THIS NETWORK OF HIGHLY INTERTWINED NANOWIRES CAN LOOK CHAOTIC AND RANDOM, ITS STRUCTURE

400.00 Dollar US$
April 11, 2024 United States 10

Description

This network of highly intertwined nanowires can look chaotic and random, but its structure and behavior resemble the behavior of brain neurons. Scientists from NanoSystems develop it as a device-brain for learning and computing Moreover, preliminary experiments show that this neuromorphic (that is, brain-like) silver wire mesh has a large functional potential. It can already perform simple training and logical operations. It can clean the received signal from unwanted noise, and it is an important ability to recognize voice and similar tasks that cause problems for traditional computers. And its existence proves the principle that one day it will be possible to create devices with energy efficiency, close to the energy efficiency of the brain. Particularly curious, these advantages look against the background of the approaching miniaturization limit and the efficiency of silicon microprocessors. "Moore's law is dead, semiconductors can no longer grow smaller, and people start to say, what are we supposed to do," says Alex Nugent, CEO of Knowm, a neuromorphic computation company that did not participate in the University of California project. "I like this idea, this direction. Conventional computing platforms are a billion times less efficient. " 

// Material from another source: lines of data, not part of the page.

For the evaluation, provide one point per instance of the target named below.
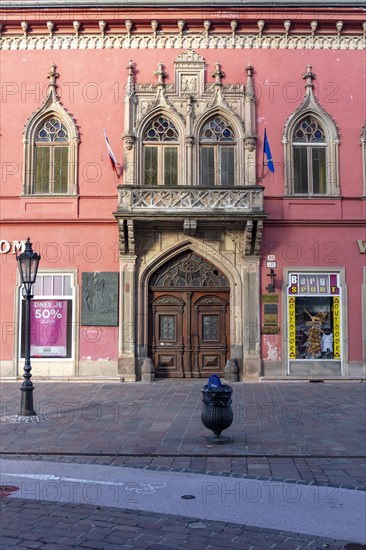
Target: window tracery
(51, 141)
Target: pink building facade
(158, 263)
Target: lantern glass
(28, 264)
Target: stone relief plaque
(99, 305)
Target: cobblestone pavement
(310, 433)
(53, 526)
(297, 429)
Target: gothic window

This network of highly intertwined nanowires can look chaotic and random, but its structure and behavior resemble the behavior of brain neurons. Scientists from NanoSystems develop it as a device-brain for learning and computing Moreover, preliminary experiments show that this neuromorphic (that is, brain-like) silver wire mesh has a large functional potential. It can already perform simple training and logical operations. It can clean the received signal from unwanted noise, and it is an important ability to recognize voice and similar tasks that cause problems for traditional computers. And its existence proves the principle that one day it will be possible to create devices with energy efficiency, close to the energy efficiency of the brain. Particularly curious, these advantages look against the background of the approaching miniaturization limit and the efficiency of silicon microprocessors. "Moore's law is dead, semiconductors can no longer grow smaller, and people start to say, what are we supposed to do," says Alex Nugent, CEO of Knowm, a neuromorphic computation company that did not participate in the University of California project. "I like this idea, this direction. Conventional computing platforms are a billion times less efficient. "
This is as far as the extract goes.